We started from the representations available in KEGG (Kanehisa et al., 2014), MetaCyc (Caspi et al., 2016) and the GtoPdb (Southan et al., 2016) taking these resources to be representative of the community of online pathway databases. We reviewed the primary literature to establish the structure of the mevalonate portion of the cholesterol biosynthesis pathway, in particular the enzymes involved in the pathway, the reactions they catalyse, their subcellular localization, the species in which they were identified and any known isoforms.

Diagrams of the pathway were created using the Systems Biology Graphical Notation (SBGN) (Le Novère et al., 2009), the yEd diagram software (yWorks GmbH, http://www.yworks.com/products/yed) and the SBGN‐ED add‐on to VANTED (Czauderna et al., 2010). From these diagrams, we built kinetic models as systems of ODEs.

The ODE model of this pathway was built using Michaelis–Menten kinetics to describe each step except the interactions consuming isopentenyl diphosphate and producing geranylgeranyl diphosphate and pre‐squalene diphosphate. These steps were described using mass action kinetics in order to simplify the process of calculating the steady state of the model and hence the steady state behaviour of the pathway. Mass action kinetics were justified by the expectation that the pathway interactions would operate far from substrate saturation making the dynamics robust against small fluctuations in enzyme concentration. Mass action rate constants were calculated from the Kcat, Km and Ki parameters as described elsewhere (Watterson et al., 2013) and enzyme concentrations were taken from experimentally measured values (Watterson et al., 2013).

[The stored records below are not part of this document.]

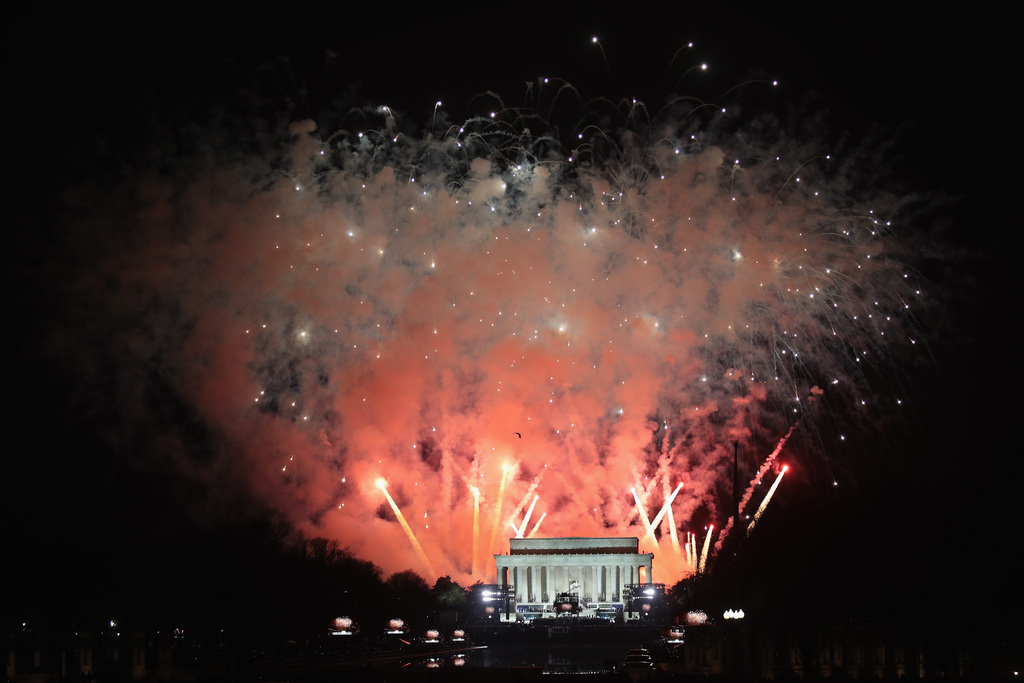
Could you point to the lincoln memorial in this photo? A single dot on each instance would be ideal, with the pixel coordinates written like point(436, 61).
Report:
point(596, 569)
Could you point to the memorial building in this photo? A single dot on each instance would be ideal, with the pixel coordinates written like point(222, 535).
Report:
point(600, 570)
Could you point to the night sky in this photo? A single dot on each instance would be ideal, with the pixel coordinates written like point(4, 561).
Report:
point(129, 447)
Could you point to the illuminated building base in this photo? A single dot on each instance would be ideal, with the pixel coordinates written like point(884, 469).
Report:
point(596, 569)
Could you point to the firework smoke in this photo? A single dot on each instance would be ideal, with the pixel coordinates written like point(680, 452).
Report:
point(471, 309)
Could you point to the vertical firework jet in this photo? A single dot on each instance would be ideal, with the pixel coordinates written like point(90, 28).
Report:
point(361, 304)
point(764, 503)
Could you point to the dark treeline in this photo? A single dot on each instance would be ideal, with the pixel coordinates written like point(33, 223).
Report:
point(261, 578)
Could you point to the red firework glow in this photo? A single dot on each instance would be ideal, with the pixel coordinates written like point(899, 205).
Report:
point(506, 336)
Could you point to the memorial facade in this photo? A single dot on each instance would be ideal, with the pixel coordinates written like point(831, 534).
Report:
point(597, 569)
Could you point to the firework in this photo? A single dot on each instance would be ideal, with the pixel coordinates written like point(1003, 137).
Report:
point(764, 503)
point(481, 304)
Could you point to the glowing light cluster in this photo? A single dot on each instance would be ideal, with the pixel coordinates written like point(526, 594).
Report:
point(479, 314)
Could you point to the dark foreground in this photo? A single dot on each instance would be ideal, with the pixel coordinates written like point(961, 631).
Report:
point(731, 651)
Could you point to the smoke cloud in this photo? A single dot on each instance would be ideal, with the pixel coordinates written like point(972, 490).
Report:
point(289, 322)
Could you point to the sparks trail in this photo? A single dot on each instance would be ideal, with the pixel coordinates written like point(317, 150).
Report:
point(632, 308)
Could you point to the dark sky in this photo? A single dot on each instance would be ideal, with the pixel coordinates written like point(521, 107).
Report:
point(88, 91)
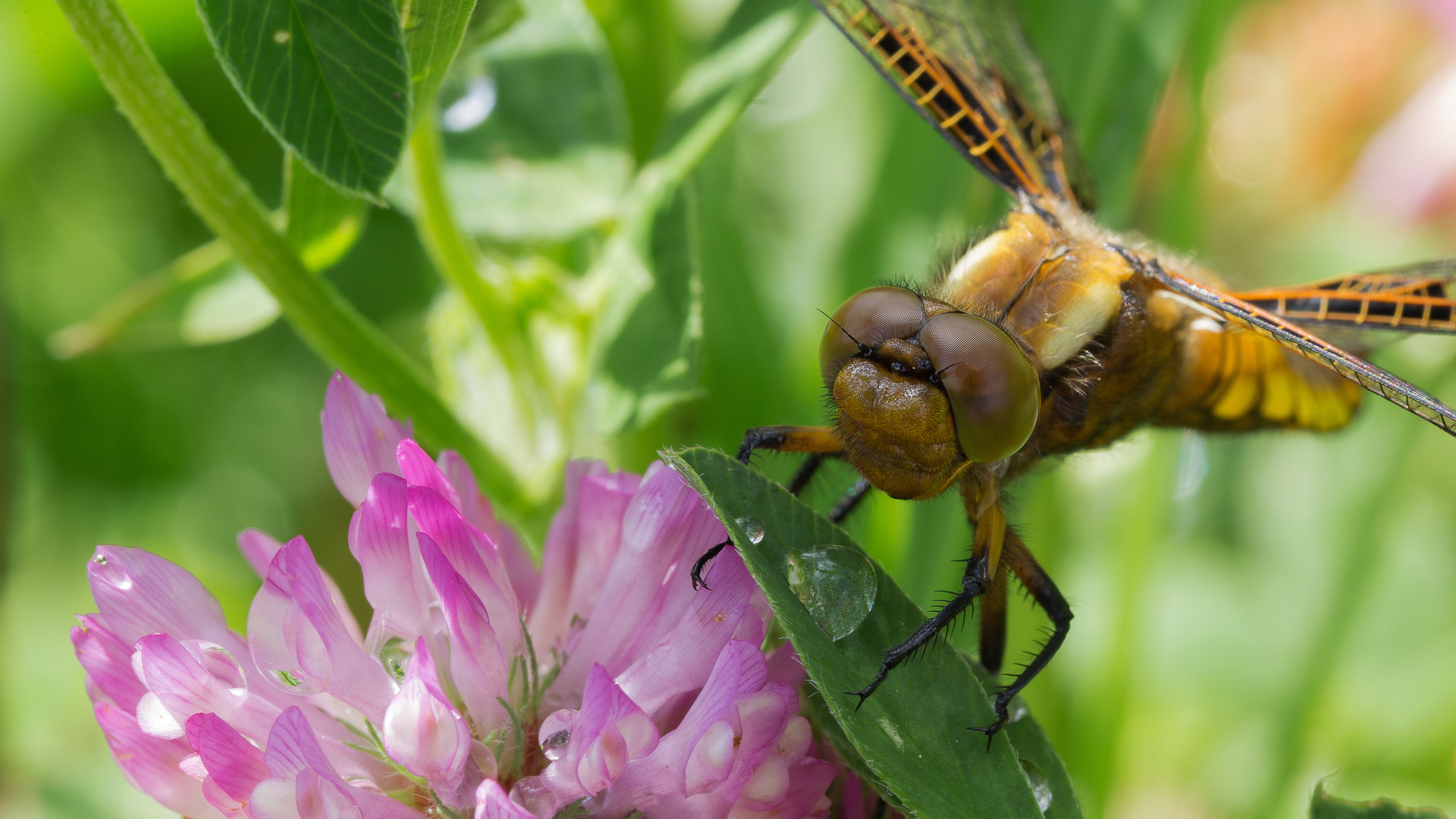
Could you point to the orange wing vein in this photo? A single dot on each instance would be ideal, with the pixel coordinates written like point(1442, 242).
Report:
point(977, 115)
point(1410, 299)
point(1292, 337)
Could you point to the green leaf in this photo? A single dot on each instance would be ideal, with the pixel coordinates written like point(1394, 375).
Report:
point(228, 309)
point(322, 223)
point(655, 356)
point(1326, 806)
point(913, 732)
point(204, 297)
point(433, 36)
point(1109, 63)
point(218, 194)
point(328, 77)
point(705, 105)
point(519, 171)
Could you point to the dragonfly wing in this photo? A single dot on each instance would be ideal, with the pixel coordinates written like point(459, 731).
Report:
point(1408, 299)
point(1293, 337)
point(992, 104)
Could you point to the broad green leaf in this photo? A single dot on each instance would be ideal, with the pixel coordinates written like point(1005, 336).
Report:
point(913, 732)
point(1037, 755)
point(328, 77)
point(433, 36)
point(1326, 806)
point(519, 169)
point(1109, 63)
point(322, 223)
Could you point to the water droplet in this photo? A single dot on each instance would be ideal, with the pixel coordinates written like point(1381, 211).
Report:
point(395, 656)
point(1017, 711)
point(1040, 787)
point(892, 732)
point(753, 528)
point(837, 586)
point(554, 744)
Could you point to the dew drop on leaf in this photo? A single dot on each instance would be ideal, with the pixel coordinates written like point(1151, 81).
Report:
point(1040, 787)
point(836, 585)
point(753, 528)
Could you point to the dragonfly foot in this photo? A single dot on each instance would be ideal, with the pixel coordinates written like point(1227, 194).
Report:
point(702, 561)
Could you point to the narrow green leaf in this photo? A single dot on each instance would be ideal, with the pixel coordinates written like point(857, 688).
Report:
point(1326, 806)
point(213, 187)
point(328, 77)
point(207, 297)
point(228, 309)
point(913, 732)
point(707, 104)
point(655, 354)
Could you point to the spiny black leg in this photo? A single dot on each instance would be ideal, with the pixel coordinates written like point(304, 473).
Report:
point(805, 472)
point(761, 438)
point(851, 500)
point(702, 561)
point(974, 585)
point(993, 623)
point(1046, 594)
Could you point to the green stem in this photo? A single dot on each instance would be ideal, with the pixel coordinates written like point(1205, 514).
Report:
point(224, 202)
point(102, 330)
point(1141, 532)
point(457, 259)
point(1359, 566)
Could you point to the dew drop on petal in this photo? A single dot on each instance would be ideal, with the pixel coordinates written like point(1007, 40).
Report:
point(837, 586)
point(750, 526)
point(1040, 787)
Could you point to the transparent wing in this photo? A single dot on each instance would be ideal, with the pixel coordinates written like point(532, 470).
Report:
point(967, 71)
point(1408, 299)
point(1292, 337)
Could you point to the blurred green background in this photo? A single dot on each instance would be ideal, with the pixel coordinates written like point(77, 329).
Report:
point(1253, 613)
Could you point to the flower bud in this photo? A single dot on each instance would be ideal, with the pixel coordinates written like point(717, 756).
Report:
point(422, 730)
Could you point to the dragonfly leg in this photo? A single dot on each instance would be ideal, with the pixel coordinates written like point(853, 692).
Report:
point(805, 472)
point(851, 500)
point(789, 439)
point(993, 621)
point(1034, 579)
point(702, 561)
point(973, 585)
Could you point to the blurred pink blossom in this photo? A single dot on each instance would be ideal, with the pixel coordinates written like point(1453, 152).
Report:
point(601, 681)
point(1408, 169)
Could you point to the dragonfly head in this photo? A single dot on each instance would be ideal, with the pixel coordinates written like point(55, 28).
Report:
point(925, 390)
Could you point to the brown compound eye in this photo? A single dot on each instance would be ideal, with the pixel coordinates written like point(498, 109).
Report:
point(993, 387)
point(864, 321)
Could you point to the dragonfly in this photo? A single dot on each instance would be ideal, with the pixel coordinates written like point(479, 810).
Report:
point(1053, 334)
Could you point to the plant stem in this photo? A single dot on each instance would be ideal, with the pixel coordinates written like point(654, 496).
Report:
point(218, 194)
point(1359, 563)
point(456, 257)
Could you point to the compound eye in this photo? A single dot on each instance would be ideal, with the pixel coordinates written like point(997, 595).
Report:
point(868, 318)
point(993, 387)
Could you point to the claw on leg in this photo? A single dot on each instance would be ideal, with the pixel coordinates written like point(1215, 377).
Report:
point(702, 561)
point(974, 583)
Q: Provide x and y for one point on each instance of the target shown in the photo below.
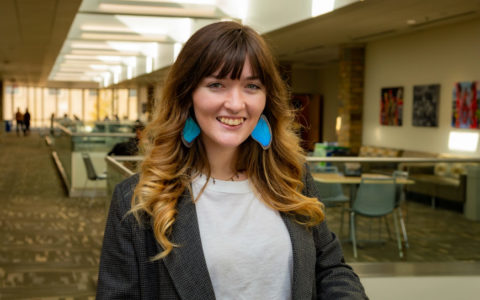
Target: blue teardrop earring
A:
(190, 132)
(262, 133)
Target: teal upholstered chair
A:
(375, 198)
(331, 194)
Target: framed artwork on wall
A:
(465, 108)
(425, 105)
(391, 106)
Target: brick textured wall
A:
(352, 65)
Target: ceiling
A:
(105, 42)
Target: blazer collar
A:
(304, 259)
(186, 263)
(188, 269)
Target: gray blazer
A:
(126, 271)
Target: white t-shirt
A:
(246, 244)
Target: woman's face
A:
(227, 110)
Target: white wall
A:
(328, 80)
(443, 55)
(323, 81)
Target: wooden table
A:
(340, 178)
(353, 182)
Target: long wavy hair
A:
(169, 166)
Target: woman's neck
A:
(222, 163)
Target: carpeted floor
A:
(50, 244)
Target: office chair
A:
(91, 173)
(375, 199)
(399, 200)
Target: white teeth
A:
(231, 122)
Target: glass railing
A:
(71, 139)
(118, 169)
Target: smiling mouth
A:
(231, 121)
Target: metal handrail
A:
(115, 162)
(390, 159)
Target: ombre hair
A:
(169, 166)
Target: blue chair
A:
(375, 198)
(399, 200)
(331, 194)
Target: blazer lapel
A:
(304, 258)
(186, 263)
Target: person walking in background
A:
(52, 121)
(26, 123)
(19, 121)
(224, 206)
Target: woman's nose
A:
(235, 100)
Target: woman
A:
(224, 206)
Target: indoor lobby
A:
(376, 85)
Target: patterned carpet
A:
(50, 244)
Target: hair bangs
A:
(227, 59)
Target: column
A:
(352, 65)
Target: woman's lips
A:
(231, 121)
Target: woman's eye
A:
(215, 85)
(253, 86)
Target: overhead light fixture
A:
(105, 28)
(104, 52)
(198, 11)
(463, 141)
(320, 7)
(124, 37)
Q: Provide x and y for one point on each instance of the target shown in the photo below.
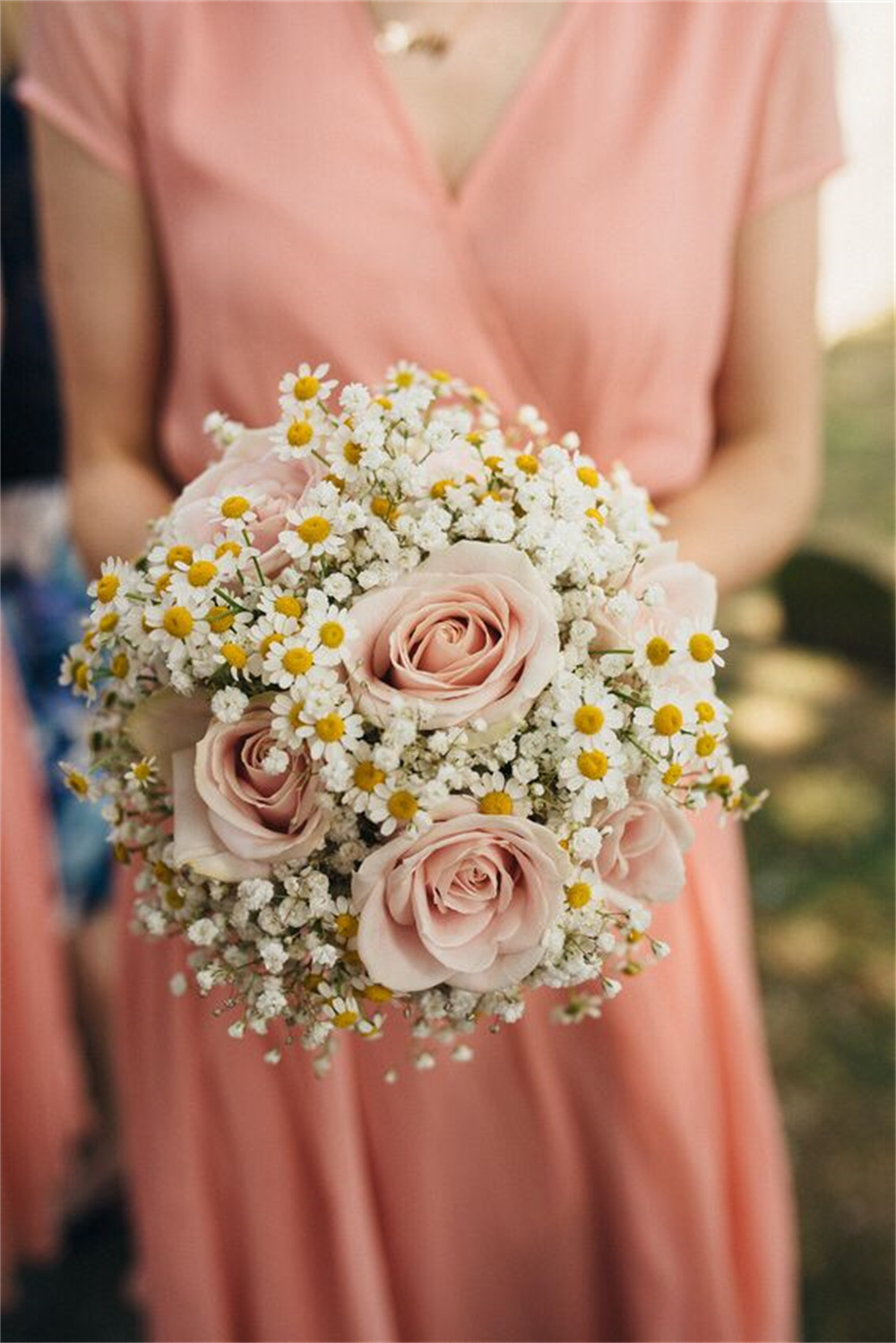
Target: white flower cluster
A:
(403, 704)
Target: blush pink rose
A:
(247, 466)
(642, 852)
(233, 820)
(465, 904)
(689, 594)
(469, 634)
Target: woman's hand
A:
(105, 296)
(759, 493)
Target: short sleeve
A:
(77, 75)
(798, 139)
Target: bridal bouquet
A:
(403, 705)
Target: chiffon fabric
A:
(45, 1106)
(626, 1178)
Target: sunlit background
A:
(810, 680)
(812, 689)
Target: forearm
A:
(750, 509)
(112, 501)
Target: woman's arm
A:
(105, 297)
(762, 485)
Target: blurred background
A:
(810, 681)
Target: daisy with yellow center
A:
(288, 659)
(328, 630)
(77, 782)
(110, 589)
(589, 715)
(395, 804)
(500, 794)
(311, 536)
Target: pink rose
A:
(463, 904)
(689, 594)
(469, 634)
(642, 855)
(249, 465)
(233, 818)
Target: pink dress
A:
(624, 1179)
(42, 1084)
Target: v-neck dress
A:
(626, 1178)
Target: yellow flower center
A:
(297, 661)
(236, 656)
(179, 555)
(331, 727)
(402, 805)
(668, 720)
(332, 634)
(220, 619)
(314, 529)
(202, 573)
(702, 648)
(589, 719)
(346, 925)
(177, 622)
(108, 587)
(78, 783)
(497, 804)
(578, 895)
(367, 777)
(659, 651)
(300, 434)
(265, 646)
(592, 764)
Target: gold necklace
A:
(398, 38)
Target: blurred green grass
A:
(815, 726)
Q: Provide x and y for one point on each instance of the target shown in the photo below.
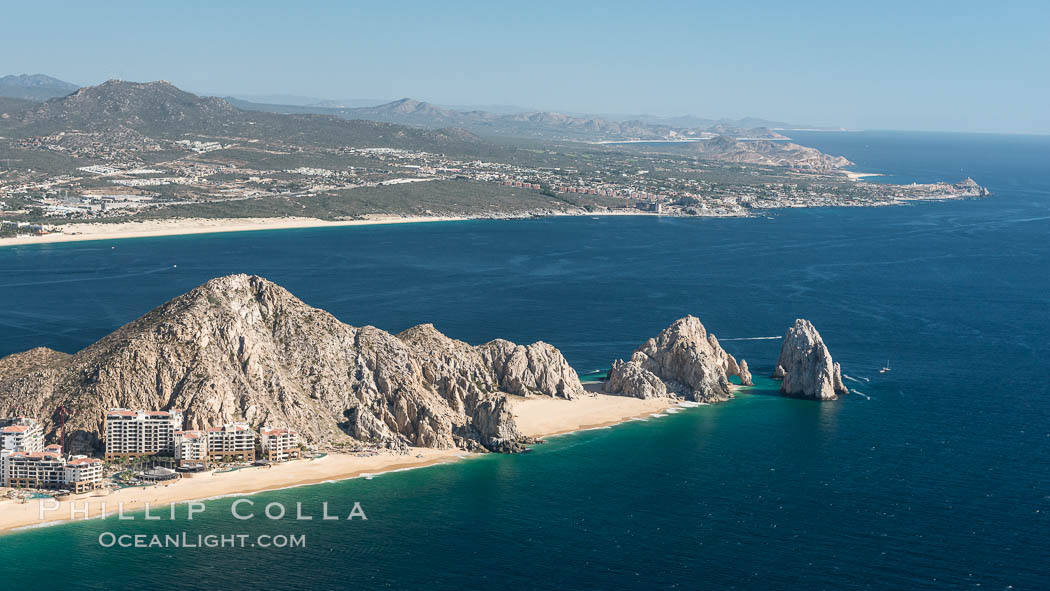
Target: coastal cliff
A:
(805, 365)
(244, 349)
(681, 361)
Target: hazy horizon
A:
(958, 67)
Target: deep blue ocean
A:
(937, 478)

The pathway map and the associated mathematical model are available from the Supporting Information Files S1 and S2 as Systems Biology Graphical Notation Markup Language (SBGN‐ML) (Van Iersel et al., 2012) and Systems Biology Markup Language (SBML) files (Hucka et al., 2003) respectively.

Pathway parameterization

We identified the kinetic parameters that quantify each reaction unambiguously (Km and Kcat) using the Braunschweig Enzyme Database (BRENDA) (Chang et al., 2015) and verified the values described against those in the primary literature. In many instances, enzymes were associated with multiple kinetic parameter sets. We selected kinetic parameters based upon the following criteria: (i) specificity to the wild‐type enzyme in one of the three main mammalian model species: human, mouse or rat; (ii) sourced from a primary literature reference describing in vivo or in vitro experimental data as opposed to computationally derived structural modelling data; and (iii) sourced from a reference that could be accessed and therefore verified. For many enzymes, this yielded a range of values for each parameter, and where this was the case, we used the mean of the values obtained.

Inhibitor list

Inhibitor compounds not already indexed in GtoPdb were identified for each reaction from ChEMBL and BRENDA, databases that we took to be representative of the community of target databases. We included a compound in our set if it met three criteria: (i) the enzyme used in the assay was wild‐type from one of the three main mammalian model species: human, mouse or rat; (ii) an experimentally determined reaction‐specific inhibition constant (Ki) was reported; and (iii) the assay conditions were reported. Crucially, all data were checked against the primary literature references. Where this yielded a range of inhibition constants for nominally identical compounds, the most potent Ki values were used.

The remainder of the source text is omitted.